The combined double loss function is: **L(θ) = L_recon + L_proj**

By optimizing both objectives simultaneously, this strategy encourages the autoencoder to not only reconstruct the input
data but also produce representations that are semantically consistent with the foundation model's learned knowledge,
leading to higher-quality rules with better generalization.

### Why This Matters

Traditional algorithmic methods operate without learned representations—they mine rules directly from raw data
statistics. Aerial fundamentally changes this by:

- **Leveraging pre-trained models**: Enables rule discovery from small specialized datasets by transferring knowledge
  from foundation models
- **Enabling cross-domain transfer**: Knowledge learned from diverse tabular data transfers to new domains, even with
  minimal samples
- **Improving rule quality**: Foundation models capture semantic relationships that pure algorithmic methods miss in
  low-data regimes

### Implementation Note

**Important:** PyAerial does not yet provide out-of-the-box support for tabular foundation model integration.

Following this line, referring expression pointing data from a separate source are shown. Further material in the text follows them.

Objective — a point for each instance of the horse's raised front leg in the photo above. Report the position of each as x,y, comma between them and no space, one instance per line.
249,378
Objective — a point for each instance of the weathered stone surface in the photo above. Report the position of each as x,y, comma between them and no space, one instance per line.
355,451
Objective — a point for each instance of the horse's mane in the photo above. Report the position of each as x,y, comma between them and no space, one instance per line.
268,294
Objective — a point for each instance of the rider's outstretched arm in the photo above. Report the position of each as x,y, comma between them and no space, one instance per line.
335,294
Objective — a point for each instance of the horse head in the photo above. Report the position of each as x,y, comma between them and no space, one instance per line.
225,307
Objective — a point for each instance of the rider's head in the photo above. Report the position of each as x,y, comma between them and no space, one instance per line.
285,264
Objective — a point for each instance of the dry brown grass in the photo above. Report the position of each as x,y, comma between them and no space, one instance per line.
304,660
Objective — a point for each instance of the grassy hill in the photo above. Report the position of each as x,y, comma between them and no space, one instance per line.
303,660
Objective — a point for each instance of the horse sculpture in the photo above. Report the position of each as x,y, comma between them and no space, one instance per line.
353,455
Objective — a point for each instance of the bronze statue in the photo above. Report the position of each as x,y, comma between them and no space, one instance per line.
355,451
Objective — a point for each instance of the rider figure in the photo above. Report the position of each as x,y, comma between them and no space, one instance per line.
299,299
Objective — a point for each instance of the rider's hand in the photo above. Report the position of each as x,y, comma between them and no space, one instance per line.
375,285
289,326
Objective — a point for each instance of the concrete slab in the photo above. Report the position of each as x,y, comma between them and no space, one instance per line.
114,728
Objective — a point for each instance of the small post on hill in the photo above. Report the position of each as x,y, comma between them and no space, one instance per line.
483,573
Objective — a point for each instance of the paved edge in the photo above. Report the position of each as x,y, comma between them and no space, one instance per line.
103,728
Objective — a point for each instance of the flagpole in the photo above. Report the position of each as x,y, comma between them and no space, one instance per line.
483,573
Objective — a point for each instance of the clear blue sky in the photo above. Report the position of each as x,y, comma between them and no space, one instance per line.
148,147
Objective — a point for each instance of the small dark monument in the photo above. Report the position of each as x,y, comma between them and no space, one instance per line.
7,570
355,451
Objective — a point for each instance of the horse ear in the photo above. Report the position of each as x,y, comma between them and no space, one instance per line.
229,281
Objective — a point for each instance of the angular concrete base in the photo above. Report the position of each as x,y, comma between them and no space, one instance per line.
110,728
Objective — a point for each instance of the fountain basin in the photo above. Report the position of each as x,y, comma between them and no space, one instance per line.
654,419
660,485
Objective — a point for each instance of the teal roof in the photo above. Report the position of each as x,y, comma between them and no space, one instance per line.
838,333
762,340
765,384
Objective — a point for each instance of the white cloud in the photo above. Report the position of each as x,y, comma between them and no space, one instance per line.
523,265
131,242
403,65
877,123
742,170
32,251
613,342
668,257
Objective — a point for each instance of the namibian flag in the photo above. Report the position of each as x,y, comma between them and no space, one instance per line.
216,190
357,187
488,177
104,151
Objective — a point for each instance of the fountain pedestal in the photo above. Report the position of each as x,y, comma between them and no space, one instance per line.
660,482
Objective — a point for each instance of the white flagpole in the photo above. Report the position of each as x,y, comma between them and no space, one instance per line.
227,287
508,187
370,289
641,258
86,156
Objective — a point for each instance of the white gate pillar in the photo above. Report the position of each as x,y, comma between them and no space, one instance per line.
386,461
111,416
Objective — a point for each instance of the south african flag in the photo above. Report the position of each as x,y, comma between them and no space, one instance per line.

To use
these transfer learning strategies, you will need to implement them yourself by:

1. Following the methodology described in [Karabulut et al. (2025)](https://arxiv.org/pdf/2509.20113)
2. Referring to the implementation in
   the [paper's companion repository](https://github.com/DiTEC-project/rule_learning_high_dimensional_small_tabular_data)
3. Adapting Aerial's autoencoder architecture to incorporate the weight initialization or double loss strategies

The paper provides comprehensive implementation details and the repository contains reference code for both fine-tuning
approaches. Future versions of PyAerial may include built-in support for these advanced capabilities.